又过了一会,袁承志忽然打个呵欠,倒卧在地,双手叠起放在头下当作枕头,舒舒服服的睡在地上。外面八卦阵的十六名弟子游走半天,越奔越快,功力稍差的人已额角见汗,微微气喘。五老也真耐得,仍不出手。袁承志心想:“亏你们这批老家伙受得了这口气。”他忽地翻一个身,背脊向上,把脸埋在手里,呼呼打起鼾来。自来武林中打斗,从未有过这种姿势,后心向上而睡,岂非任人宰割?崔希敏、小慧、青青、温仪等人又是好笑,又是代他担心。黄真先见他坐下卧倒,已悟出了他对敌的方略,不禁佩服他的聪明大胆,这时见他肆无忌惮的翻身而卧,暗叫不妙,觉得他未免过份,五老中任谁出手,向他背后突袭,就是天上神仙,只怕也闪避不了。温明达知道机不可失,左手向右一挥,向下一按,温明施四柄飞刀快如闪电,已向袁承志背心插去,这一下发难又快又准,他脸孔朝下,如何躲避得了?旁观众人不由得齐声惊叫,只见那四把飞刀齐齐中在袁承志背上。温仪一阵心悸,转头掩面,石梁派众人欢声雷动。八卦阵的十六个人中也有七八个停了脚步。

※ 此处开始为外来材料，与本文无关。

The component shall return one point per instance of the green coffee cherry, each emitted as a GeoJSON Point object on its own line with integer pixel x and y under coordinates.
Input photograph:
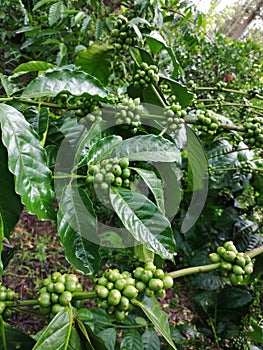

就在这时,袁承志忽地跃起,背上四把飞刀齐齐震落,他身子与一枝箭般斜射出去,拍的一掌,正打在温南扬后心,他一口鲜血喷出,身子已被袁承志提起掷进五行阵中。
众人还没看清楚袁承志如何窜出五行阵来,只见外面十六弟子犹如鲤跃龙门,又如寒鸦赴水,纷纷向五行阵中心投去。袁承志这边一拳,那边一腿,每一招下的都是重手,众弟子不是被点中穴道,被他掷了进去,就是被他用掌力挥进阵内。温正等人功力较深,运拳抵抗,也是三招两式,立即打倒。这样一来,五行阵登时大乱,五行阵中不见敌人,来来去去的尽是自己人。众人万料不到袁承志身上穿著木桑道人所赐的金丝背心,飞刀不能伤他,反而被他乘机进袭,举手之间就把八卦阵攻破。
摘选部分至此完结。